If you regularly read our blog posts, you know that, in addition to writing about topics that are helpful for owners and fans of Revere Ware cookware, we also like to write about our experience running an online business.

Today’s topic is Google Adwords, something which is pretty essential for running almost any online business.  If you don’t get traffic, you can’t make sales.

Let’s start with this graph that shows the average cost per click we’ve paid since we started the business, about 8 years worth of clicks.

One thing to realize is that, when it comes to most of the keywords we advertise for, like “revere ware parts” or “revere ware handle” we are the only business providing these parts.  You might think that there is little to no competition for the Adwords phrases we pay for, and you would be right.  By any standard, the amount we pay per click is tiny.  Some businesses will pay tens or hundreds of dollars for a single click, while we spend mere pennies.

But still, a curious thing has happened over the last 8 years … our cost per click has continue to trend up.  (There are a couple of anomalies to ignore.  The large spike near the start of the graph was us weeding out keywords that were far too costly for our business, and the downward trend towards the end of the graph before it started going up again was us again weeding out the most costly of the phrases we paid for.)

How is this possible given that we are the only business that does what we do?  Well, we recently discovered the likely reason.  Check out this email we recently got from Google.

Well that’s interesting, we are mostly competing with Amazon.com for keyword phrases.  The strange thing about this is that, well, we are the ones selling our parts on Amazon.com.  So, it appears that Amazon.com, in order to move more of the business for our parts to their website rather than to ours, is purchasing the same phrases as us.

What does this mean to our business?  At one level, not much.  Our net margins of selling through our own website and using a fulfillment center to ship the orders, versus selling on Amazon.com and using Fulfillment by Amazon to fulfill the orders is about the same.  Well, mostly.  Take a look at the graph of our margins over the last 13 months.

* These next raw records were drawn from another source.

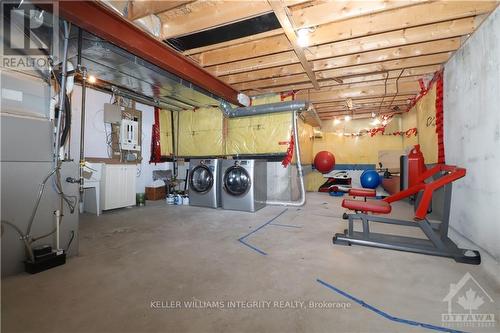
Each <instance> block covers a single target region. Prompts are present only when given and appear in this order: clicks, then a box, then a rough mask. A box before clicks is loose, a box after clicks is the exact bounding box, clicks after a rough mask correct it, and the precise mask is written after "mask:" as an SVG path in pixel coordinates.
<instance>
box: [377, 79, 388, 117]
mask: <svg viewBox="0 0 500 333" xmlns="http://www.w3.org/2000/svg"><path fill="white" fill-rule="evenodd" d="M385 73H386V75H385V81H384V96H382V100H381V101H380V105H379V106H378V114H379V115H380V112H381V110H382V104H383V103H384V99H385V96H387V80H388V79H389V72H385Z"/></svg>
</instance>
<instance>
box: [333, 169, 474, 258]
mask: <svg viewBox="0 0 500 333" xmlns="http://www.w3.org/2000/svg"><path fill="white" fill-rule="evenodd" d="M465 173H466V170H465V169H463V168H458V167H455V166H448V165H442V164H440V165H437V166H435V167H433V168H431V169H428V170H426V171H424V172H423V173H422V174H421V175H420V176H419V177H418V179H417V182H416V185H414V186H412V187H410V188H408V189H406V190H403V191H401V192H398V193H395V194H394V195H392V196H390V197H387V198H385V199H383V200H369V201H360V200H351V199H344V200H343V202H342V207H344V208H346V209H348V210H351V211H354V212H355V214H344V219H347V220H349V222H348V229H346V230H345V231H344V233H337V234H336V235H335V236H334V237H333V243H334V244H338V245H353V244H355V245H363V246H371V247H378V248H383V249H389V250H398V251H407V252H414V253H421V254H427V255H433V256H441V257H449V258H453V259H454V260H455V261H456V262H460V263H466V264H473V265H479V264H480V263H481V255H480V253H479V252H478V251H475V250H467V249H461V248H459V247H457V245H455V243H453V241H452V240H451V239H449V238H448V227H449V218H450V205H451V190H452V182H454V181H455V180H457V179H460V178H462V177H464V176H465ZM428 179H429V181H428V182H427V183H426V182H425V181H426V180H428ZM440 188H444V207H443V219H442V221H441V222H438V223H436V222H430V221H429V220H428V219H427V214H428V212H429V207H430V206H431V202H432V196H433V194H434V192H435V191H436V190H438V189H440ZM415 195H416V200H415V207H416V209H415V216H414V220H413V221H407V220H399V219H392V218H387V217H383V216H380V215H386V214H389V213H390V212H391V210H392V207H391V203H393V202H396V201H399V200H402V199H405V198H408V197H410V196H415ZM369 213H372V214H378V216H374V215H369ZM355 220H360V221H361V222H362V231H361V232H358V231H354V221H355ZM371 222H376V223H385V224H392V225H401V226H408V227H418V228H420V229H421V230H422V232H423V233H424V234H425V236H426V237H427V239H423V238H414V237H404V236H396V235H386V234H380V233H373V232H371V231H370V223H371Z"/></svg>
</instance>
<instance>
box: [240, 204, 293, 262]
mask: <svg viewBox="0 0 500 333" xmlns="http://www.w3.org/2000/svg"><path fill="white" fill-rule="evenodd" d="M287 210H288V208H285V209H284V210H283V211H282V212H281V213H279V214H278V215H276V216H275V217H273V218H272V219H270V220H269V221H267V222H266V223H264V224H263V225H261V226H260V227H258V228H257V229H255V230H252V231H250V232H249V233H248V234H246V235H245V236H243V237H240V238H238V242H240V243H241V244H243V245H245V246H247V247H249V248H251V249H252V250H254V251H256V252H257V253H260V254H262V255H264V256H267V253H266V252H264V251H262V250H261V249H259V248H257V247H255V246H253V245H251V244H248V243H247V242H245V238H247V237H248V236H250V235H252V234H254V233H256V232H257V231H259V230H260V229H262V228H264V227H265V226H266V225H268V224H271V222H273V221H274V220H276V219H277V218H278V217H280V216H281V215H283V214H284V213H285V212H286V211H287Z"/></svg>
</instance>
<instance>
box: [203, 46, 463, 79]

As you can see, our website margins (in blue) are right in line with the Amazon margins (in red), except for the last two months.  Our fulfillment service has a certain fixed cost for using the service (base cost that doesn’t change every month) and then a variable cost per order (handling, packaging materials, postage).  If our website sales get too low in any month (in the summer months we do about half the volume per month than in the winter months) then there aren’t enough order such that the shipping charges sufficiently offset the fixed costs.  This affect is smaller if you consider the full year, but, if the proportion of our sales that are sold through Amazon.com continues to go up, eventually it simply won’t be profitable for us to sell through our own website anymore; we will at some point start losing money on every order.   Selling through our own website is beneficial, as it allows us to keep much more in touch with our customers, and get direct feedback from them, than selling through Amazon.com, so that would be a shame.